Acid yellow fields of oilseed rape in full bloom really stand out from the rest of the landscape .
Newly emerged arable crops are still so small that the rows are clearly visible.
There are plenty of lambs about too.
On the verges, dandelions and lime green spikes of crosswort dominate.
The first red campion flowers have opened. They will flower all summer.
A few bluebells can be seen in the shade of the hedgerows.
Patches of primroses, my favourite spring flower, are flowering profusely.
Garlic hedge mustard grows under the hedges too. This is the food plant of the orange tip butterfly. I only saw one. On sunny days there are more.

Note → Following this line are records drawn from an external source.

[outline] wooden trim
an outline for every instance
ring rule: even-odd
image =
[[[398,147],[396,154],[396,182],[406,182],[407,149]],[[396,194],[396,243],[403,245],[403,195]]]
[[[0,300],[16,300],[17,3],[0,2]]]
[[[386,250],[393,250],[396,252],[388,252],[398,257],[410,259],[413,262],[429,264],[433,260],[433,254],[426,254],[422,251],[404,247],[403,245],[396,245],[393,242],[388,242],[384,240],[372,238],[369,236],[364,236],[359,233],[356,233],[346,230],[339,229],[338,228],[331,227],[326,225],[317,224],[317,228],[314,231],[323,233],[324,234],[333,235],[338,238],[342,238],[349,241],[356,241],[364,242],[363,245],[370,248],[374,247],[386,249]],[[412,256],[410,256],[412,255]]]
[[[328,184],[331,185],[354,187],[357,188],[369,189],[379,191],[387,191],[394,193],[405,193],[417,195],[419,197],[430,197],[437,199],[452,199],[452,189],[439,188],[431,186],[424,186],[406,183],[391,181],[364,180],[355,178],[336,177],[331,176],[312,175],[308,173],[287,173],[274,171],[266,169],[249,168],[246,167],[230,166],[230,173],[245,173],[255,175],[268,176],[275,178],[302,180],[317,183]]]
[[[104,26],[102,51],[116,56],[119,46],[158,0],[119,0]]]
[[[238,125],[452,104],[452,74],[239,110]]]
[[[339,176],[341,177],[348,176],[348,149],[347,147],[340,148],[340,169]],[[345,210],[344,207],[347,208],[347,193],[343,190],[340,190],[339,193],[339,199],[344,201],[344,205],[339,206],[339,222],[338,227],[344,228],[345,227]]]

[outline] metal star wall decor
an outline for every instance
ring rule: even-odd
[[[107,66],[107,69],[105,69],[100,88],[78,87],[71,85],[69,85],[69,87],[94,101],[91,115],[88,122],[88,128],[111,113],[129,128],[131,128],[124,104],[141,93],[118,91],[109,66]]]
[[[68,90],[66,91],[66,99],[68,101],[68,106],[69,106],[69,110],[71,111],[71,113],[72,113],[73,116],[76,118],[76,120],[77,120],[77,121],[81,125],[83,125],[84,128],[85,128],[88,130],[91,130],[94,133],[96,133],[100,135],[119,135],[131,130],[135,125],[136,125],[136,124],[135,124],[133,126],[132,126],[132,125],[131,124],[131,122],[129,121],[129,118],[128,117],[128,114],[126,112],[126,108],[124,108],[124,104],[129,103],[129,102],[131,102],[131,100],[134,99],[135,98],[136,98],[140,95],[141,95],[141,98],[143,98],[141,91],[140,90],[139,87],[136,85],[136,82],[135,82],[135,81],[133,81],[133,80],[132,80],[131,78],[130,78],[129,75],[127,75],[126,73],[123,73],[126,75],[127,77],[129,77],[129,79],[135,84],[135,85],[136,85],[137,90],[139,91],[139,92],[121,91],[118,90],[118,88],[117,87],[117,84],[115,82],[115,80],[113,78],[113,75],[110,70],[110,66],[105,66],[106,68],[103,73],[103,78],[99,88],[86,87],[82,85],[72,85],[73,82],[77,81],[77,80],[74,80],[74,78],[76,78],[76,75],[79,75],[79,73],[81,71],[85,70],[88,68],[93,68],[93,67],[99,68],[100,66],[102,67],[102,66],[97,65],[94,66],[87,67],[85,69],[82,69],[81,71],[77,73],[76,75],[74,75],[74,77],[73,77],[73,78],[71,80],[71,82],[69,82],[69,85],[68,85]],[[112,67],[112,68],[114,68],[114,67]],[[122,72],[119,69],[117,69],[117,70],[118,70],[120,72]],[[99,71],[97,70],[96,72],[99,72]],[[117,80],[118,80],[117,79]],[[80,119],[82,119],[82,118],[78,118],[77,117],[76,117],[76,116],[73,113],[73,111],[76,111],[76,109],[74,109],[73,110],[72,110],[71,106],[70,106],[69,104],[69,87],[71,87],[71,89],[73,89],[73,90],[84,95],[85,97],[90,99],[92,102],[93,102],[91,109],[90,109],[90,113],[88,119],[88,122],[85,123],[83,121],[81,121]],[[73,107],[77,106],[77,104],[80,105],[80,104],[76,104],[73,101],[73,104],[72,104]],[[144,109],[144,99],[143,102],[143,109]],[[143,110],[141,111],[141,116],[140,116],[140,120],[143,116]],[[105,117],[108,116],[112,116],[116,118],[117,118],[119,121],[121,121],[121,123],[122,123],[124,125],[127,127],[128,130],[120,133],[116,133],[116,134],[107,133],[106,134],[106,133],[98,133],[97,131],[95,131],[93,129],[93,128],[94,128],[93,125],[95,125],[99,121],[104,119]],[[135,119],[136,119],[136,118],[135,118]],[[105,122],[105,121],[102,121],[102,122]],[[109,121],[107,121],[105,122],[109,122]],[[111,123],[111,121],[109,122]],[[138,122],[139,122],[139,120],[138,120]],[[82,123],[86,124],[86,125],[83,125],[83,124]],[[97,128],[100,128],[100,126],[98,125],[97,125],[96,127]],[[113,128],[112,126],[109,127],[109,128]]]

Under the trees the blue of the forget-me-nots stands out
Hawthorn flower buds are just opening. The saying “Cast ne’er a clout till may is out” refers to hawthorn or may blossom rather than the month. It basically means that you shouldn’t shed any clothes (clouts) until the flowers are fully open. I’m keeping the layers on for now!
I could hear lots of birds but no lapwings or skylarks, which usually nest in the fields here. I must listen out for them. I could hear the yellowhammers though. I love their lilting song.
Emerging bumblebees were particularly enjoying the nectar of the white deadnettles
In the woods, by the stream the red stems of water avens flowers are emerging.
I hadn’t noticed this fallen branch before .It will soon be hidden by foliage, but for now you can see the mesh of honeysuckle stems that have grown around it.
Most of the trees are covered in ivy. The stems at the foot of the trunks are quite old and gnarled, but honeysuckle is starting to grow through these too.
So many signs of spring, with lots of new growth and emerging spring flowers. This is such a hopeful time of year.
What are the spring highlights in your neighbourhood?